CLI: Testing and Inspecting Datasets

The forgather dataset command provides tools for inspecting dataset projects without writing Python code.

Viewing Raw Examples

# Show 5 raw (untokenized) examples from the default target (train_dataset_split)
forgather -p examples/datasets/roneneldan dataset -n 5

# Show examples from a specific config
forgather -p examples/datasets/roneneldan -t tinystories.yaml dataset -n 3

Viewing Tokenized Examples

# Tokenize and show examples (requires a tokenizer)
forgather -p examples/datasets/roneneldan dataset \
    -T path/to/tokenizer \
    --target train_dataset \
    -s -n 5

Generating Token Length Histograms

forgather -p examples/datasets/roneneldan dataset \
    -T path/to/tokenizer \
    -H --histogram-samples 2000

Example Dataset Projects

Forgather ships with several example dataset projects under examples/datasets/:

Project Path Description
TinyStories examples/datasets/roneneldan/ Small synthetic stories dataset, good for quick experiments
SmolLM Corpus examples/datasets/HuggingFaceTB/ FineWeb-Edu, Cosmopedia-v2, and interleaved variants
Wikitext examples/datasets/EleutherAI/ Document-level Wikipedia text
Local Dataset examples/datasets/local_dataset/ Template for loading datasets from disk

Key Relationships

  • Dataset projects are regular Forgather projects with config_class: type.dataset.
  • Training projects reference dataset projects using !call:forgather:from_project.
  • from_project creates a Project instance for the dataset sub-project and calls it with the given targets and keyword arguments.

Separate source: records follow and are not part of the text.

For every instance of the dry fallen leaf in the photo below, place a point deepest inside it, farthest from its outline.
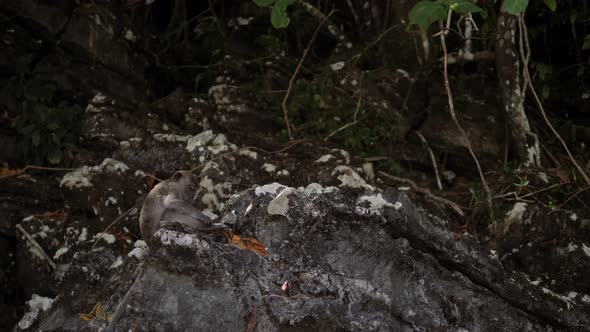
(59, 214)
(6, 171)
(246, 243)
(96, 312)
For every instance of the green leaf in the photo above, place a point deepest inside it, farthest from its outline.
(278, 16)
(515, 7)
(552, 4)
(424, 13)
(264, 3)
(464, 7)
(283, 4)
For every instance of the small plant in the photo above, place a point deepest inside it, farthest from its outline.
(46, 130)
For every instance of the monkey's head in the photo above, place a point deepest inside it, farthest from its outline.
(183, 184)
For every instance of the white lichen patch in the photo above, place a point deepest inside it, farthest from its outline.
(171, 238)
(517, 212)
(130, 36)
(81, 177)
(118, 262)
(140, 244)
(36, 304)
(201, 139)
(336, 66)
(83, 235)
(60, 252)
(280, 204)
(344, 154)
(543, 177)
(316, 188)
(138, 253)
(350, 178)
(369, 171)
(272, 189)
(108, 238)
(376, 204)
(248, 153)
(270, 168)
(325, 158)
(219, 145)
(171, 138)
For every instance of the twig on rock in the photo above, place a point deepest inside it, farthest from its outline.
(525, 56)
(37, 246)
(442, 34)
(432, 159)
(424, 192)
(292, 80)
(112, 224)
(354, 120)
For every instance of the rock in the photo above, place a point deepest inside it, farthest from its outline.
(329, 267)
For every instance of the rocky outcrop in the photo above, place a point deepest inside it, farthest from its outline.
(338, 259)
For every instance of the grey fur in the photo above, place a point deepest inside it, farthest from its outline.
(170, 201)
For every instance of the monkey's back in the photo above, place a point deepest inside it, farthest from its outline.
(152, 210)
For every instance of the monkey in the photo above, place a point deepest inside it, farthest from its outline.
(169, 201)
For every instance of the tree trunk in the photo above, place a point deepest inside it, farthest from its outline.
(524, 141)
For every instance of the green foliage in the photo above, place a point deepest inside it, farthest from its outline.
(278, 15)
(424, 13)
(515, 7)
(552, 4)
(465, 7)
(46, 132)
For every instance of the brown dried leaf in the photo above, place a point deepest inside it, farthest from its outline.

The result is a dictionary keyed by target name.
  • Runtime variables in dataset configs (e.g., !var "tokenizer", !var "shard_dataset") are resolved from the kwargs passed by the calling project or Python code.
  • preprocess_dataset is the central preprocessing function that handles tokenization, sharding, shuffling, and range selection.